Due to the reservoir's high nutrient levels the water is very conducive to primary production. As a result, the reservoir has an abundant alewife population. Since alewife inhabit open water in search of plankton, they escape predation of traditional gamefish such as largemouth bass. The state began stocking hybrid striped bass to the reservoir to increase the quality of fishing in the lake. The hybrids utilize the open water of reservoir providing a new species for anglers without reducing the quality of fishing for other game fish like largemouth bass and northern pike.

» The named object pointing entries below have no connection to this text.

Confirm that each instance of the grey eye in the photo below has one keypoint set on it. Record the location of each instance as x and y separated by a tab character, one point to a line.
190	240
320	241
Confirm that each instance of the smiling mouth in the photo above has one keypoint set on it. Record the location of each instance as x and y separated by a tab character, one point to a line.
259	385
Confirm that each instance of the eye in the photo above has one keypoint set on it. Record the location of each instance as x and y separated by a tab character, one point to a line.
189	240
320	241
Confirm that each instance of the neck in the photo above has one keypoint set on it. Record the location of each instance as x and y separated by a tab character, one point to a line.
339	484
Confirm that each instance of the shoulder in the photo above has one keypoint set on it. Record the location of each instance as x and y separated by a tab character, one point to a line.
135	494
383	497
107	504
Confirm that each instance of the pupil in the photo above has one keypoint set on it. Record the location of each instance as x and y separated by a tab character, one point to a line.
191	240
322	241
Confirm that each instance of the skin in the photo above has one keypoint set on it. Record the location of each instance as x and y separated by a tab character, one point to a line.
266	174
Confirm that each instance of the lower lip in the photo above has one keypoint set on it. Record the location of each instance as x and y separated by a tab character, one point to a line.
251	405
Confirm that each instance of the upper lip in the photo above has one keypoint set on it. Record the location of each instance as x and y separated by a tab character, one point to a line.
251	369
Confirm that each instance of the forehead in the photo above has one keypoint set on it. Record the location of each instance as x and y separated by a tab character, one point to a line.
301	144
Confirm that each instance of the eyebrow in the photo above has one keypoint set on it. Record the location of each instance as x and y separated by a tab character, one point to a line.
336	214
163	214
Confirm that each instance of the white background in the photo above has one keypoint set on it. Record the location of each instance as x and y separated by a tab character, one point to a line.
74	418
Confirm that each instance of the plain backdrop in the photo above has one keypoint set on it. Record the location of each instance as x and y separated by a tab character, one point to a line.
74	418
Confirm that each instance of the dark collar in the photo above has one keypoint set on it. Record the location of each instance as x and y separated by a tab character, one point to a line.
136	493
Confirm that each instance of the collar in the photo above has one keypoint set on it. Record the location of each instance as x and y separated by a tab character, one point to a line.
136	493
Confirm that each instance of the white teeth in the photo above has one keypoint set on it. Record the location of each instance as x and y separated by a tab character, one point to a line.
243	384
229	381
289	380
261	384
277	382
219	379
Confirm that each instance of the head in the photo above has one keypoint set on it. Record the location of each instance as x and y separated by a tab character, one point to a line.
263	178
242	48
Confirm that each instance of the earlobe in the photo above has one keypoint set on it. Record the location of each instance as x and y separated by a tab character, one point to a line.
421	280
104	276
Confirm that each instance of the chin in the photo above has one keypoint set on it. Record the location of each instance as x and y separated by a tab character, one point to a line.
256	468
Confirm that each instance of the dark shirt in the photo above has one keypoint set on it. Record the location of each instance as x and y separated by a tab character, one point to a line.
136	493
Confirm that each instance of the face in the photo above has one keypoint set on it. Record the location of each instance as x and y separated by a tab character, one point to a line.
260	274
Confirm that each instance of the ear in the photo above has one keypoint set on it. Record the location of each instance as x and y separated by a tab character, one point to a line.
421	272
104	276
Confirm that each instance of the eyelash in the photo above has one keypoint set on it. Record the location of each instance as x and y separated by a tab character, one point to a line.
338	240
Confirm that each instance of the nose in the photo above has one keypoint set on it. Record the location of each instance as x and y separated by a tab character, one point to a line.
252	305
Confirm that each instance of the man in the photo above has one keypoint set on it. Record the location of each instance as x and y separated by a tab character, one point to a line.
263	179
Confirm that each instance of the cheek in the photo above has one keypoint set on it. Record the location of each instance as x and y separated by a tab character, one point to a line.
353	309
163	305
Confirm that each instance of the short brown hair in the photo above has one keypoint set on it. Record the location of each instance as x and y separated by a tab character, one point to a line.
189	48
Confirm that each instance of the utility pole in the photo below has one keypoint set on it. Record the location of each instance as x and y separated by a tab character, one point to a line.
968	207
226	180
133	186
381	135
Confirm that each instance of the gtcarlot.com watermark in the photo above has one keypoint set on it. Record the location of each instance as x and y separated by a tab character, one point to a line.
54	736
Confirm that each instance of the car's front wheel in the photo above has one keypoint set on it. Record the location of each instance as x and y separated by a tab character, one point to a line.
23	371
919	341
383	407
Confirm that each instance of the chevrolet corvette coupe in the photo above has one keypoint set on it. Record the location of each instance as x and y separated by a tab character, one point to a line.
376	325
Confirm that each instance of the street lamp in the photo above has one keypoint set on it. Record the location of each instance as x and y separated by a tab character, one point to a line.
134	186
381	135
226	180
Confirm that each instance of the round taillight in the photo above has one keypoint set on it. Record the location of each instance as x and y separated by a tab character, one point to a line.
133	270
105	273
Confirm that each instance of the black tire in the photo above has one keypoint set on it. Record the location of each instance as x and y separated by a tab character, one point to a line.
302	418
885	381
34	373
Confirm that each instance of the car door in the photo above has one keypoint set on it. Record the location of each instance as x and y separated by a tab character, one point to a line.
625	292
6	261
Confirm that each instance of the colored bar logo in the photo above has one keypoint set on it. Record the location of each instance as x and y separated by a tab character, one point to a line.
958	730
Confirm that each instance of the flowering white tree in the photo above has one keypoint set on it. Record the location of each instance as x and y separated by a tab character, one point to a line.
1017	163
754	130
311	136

Fishing access at the reservoir is plentiful. The state park offers plenty of access for anglers throughout its shoreline. Access within the park is maintained by the park and is very well maintained offering many different locations. There are other access points to the reservoir for shore fishing along Van Syckels Road. Angling from a boat is a very popular tactic. Since the reservoir is over a thousand acres, to effectively fish large portions of the reservoir a boat of some type is necessary. The reservoir allows boats access at all hours as long as the lake remains ice free. Night fishing is very popular during summer months for anglers targeting hybrid striped bass and catfish. If the reservoir freezes over in the winter ice fishing is allowed. Popular species for ice fishing include yellow perch, northern pike, and crappie.

==Wildlife==
The reservoir and surrounding park also provides habitat for many different species of animals. Whitetail deer are very common within the park. Bow hunting for deer is allowed. The large reservoir provides habitat for many species of waterfowl. Waterfowl hunting is allowed in the park with firearms as long as the hunter is below the high waterline.